Je trouve, encore une fois, que le synopsis en dit un peu trop : c’est un passage clé de l’œuvre, le moment de rupture, une sorte de point de non-retour dans la vie du narrateur. Il aurait peut-être été mieux de laisser le lecteur le découvrir autrement. Il donne tout son sens au titre, et, quelque part, cette chute peut aussi représenter celle du narrateur, dont la vie ne sera plus jamais la même ensuite.

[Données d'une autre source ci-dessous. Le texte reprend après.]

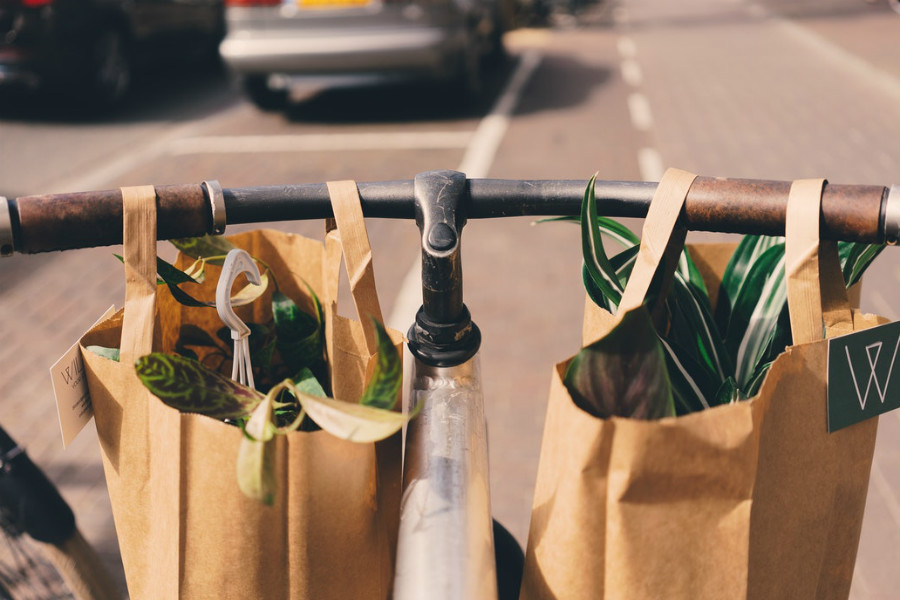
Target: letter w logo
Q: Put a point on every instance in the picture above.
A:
(873, 353)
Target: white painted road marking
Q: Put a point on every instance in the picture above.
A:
(639, 109)
(322, 142)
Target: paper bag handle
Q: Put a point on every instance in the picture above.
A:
(139, 256)
(351, 239)
(817, 297)
(661, 243)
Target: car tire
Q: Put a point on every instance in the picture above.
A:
(111, 69)
(265, 98)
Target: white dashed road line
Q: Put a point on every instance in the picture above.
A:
(328, 142)
(639, 109)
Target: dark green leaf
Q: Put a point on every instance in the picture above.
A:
(693, 385)
(856, 258)
(300, 339)
(748, 251)
(752, 388)
(624, 373)
(692, 327)
(188, 386)
(256, 456)
(755, 314)
(384, 388)
(306, 383)
(729, 393)
(110, 353)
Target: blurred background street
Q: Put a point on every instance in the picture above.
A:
(766, 89)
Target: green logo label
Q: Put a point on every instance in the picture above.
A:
(863, 375)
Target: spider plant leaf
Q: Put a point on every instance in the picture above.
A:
(352, 422)
(856, 258)
(623, 374)
(189, 386)
(748, 251)
(729, 392)
(300, 339)
(383, 389)
(752, 387)
(610, 227)
(595, 259)
(214, 247)
(692, 383)
(688, 270)
(108, 353)
(256, 455)
(693, 327)
(595, 293)
(755, 313)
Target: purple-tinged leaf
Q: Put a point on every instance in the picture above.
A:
(624, 373)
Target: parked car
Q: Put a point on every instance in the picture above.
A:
(88, 49)
(272, 44)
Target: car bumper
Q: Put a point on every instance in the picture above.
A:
(421, 51)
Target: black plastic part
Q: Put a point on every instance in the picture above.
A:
(29, 502)
(443, 334)
(510, 561)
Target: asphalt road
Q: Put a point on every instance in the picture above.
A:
(769, 90)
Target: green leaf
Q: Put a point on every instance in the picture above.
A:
(688, 270)
(728, 392)
(256, 455)
(189, 386)
(384, 387)
(756, 311)
(856, 258)
(109, 353)
(748, 251)
(300, 339)
(207, 246)
(352, 422)
(693, 327)
(596, 262)
(624, 373)
(692, 383)
(752, 387)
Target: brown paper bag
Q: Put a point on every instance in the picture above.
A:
(749, 500)
(185, 529)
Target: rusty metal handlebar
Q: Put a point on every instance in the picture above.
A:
(32, 224)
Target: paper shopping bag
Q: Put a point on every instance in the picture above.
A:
(185, 529)
(753, 499)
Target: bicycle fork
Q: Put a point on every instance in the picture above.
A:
(446, 546)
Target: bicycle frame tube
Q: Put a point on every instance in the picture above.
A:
(446, 546)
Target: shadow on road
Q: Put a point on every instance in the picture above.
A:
(173, 92)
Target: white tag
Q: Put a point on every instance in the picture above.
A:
(73, 400)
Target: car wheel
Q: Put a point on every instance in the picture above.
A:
(111, 69)
(264, 97)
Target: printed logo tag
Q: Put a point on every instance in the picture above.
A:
(863, 375)
(73, 400)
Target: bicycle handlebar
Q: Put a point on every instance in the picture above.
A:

Le dernier « chapitre » laisse imaginer plusieurs fins. Revient à ce moment-là l’évocation de la chute, qui semble représenter un tournant de la vie du narrateur, mais aussi une métaphore de celui qui survient dans chaque vie humaine.

 

Donc, un très bon livre, mon préféré de Camus pour l’instant, qui fait réfléchir le lecteur, le place face à des questions qu’il peut refuser de se poser, et lui fait découvrir une autre façon de voir l’homme.